On the benefits of knowledge distillation for adversarial robustness


Knowledge distillation is normally used to compress a big network, or teacher, onto a smaller one, the student, by training it to match its outputs. Recently, some works have shown that robustness against adversarial attacks can also be distilled effectively to achieve good rates of robustness on mobile-friendly models. In this work, however, we take a different point of view, and show that knowledge distillation can be used directly to boost the performance of state-of-the-art models in adversarial robustness. In this sense, we present a thorough analysis and provide general guidelines to distill knowledge from a robust teacher and boost the clean and adversarial performance of a student model even further.
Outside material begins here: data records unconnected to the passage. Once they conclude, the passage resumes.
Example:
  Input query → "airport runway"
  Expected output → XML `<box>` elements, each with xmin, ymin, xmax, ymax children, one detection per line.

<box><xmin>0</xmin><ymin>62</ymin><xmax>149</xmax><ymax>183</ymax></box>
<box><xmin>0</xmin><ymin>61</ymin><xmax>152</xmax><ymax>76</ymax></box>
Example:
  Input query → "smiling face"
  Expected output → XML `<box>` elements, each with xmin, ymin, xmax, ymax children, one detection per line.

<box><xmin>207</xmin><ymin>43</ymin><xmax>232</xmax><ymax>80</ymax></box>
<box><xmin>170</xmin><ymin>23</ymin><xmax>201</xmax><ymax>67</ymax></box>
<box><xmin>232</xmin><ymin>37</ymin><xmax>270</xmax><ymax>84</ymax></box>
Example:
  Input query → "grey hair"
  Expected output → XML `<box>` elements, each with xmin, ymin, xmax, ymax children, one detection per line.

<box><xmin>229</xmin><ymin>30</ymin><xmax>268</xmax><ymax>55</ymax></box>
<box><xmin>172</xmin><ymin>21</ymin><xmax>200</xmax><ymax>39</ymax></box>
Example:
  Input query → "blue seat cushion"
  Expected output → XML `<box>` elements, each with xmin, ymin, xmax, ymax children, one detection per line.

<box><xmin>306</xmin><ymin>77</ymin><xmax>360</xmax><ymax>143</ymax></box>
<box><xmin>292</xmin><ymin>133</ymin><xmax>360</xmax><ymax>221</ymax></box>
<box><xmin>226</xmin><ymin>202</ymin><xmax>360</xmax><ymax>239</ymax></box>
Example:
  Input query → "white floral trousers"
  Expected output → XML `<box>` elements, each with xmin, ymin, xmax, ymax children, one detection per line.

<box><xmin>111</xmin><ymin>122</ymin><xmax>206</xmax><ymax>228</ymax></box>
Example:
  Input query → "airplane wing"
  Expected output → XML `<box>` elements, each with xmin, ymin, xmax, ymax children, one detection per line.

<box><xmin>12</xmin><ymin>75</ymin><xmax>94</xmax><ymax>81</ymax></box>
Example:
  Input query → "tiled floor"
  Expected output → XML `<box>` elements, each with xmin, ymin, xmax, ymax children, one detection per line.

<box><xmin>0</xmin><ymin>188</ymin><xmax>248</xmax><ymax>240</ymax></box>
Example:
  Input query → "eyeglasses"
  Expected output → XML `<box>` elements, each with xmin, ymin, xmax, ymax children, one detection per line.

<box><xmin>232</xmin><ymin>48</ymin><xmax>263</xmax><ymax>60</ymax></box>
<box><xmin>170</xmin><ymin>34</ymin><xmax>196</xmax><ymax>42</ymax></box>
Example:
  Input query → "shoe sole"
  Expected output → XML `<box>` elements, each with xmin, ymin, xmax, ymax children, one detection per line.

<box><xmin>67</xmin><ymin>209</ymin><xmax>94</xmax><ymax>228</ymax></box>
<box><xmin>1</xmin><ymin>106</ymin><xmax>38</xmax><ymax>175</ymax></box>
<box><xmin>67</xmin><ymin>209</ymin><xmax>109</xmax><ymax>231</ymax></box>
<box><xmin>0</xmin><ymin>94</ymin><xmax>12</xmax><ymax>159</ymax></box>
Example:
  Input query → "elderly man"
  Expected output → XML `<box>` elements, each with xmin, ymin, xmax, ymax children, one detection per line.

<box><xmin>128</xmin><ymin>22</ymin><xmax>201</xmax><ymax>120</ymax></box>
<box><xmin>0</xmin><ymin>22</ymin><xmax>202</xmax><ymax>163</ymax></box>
To that end, we present Adversarial Knowledge Distillation (AKD), a new framework to improve a model’s robust performance, consisting on adversarially training a student on a mixture of the original labels and the teacher outputs. Through carefully controlled ablation studies, we show that using early-stopping, model ensembles and weak adversarial training are key techniques to maximize performance of the student, and show that these insights generalize across different robust distillation techniques. Finally, we provide insights on the effect of robust knowledge distillation on the dynamics of the student network, and show that AKD mostly improves the calibration of the network and modify its training dynamics on samples that the model finds difficult to learn, or even memorize.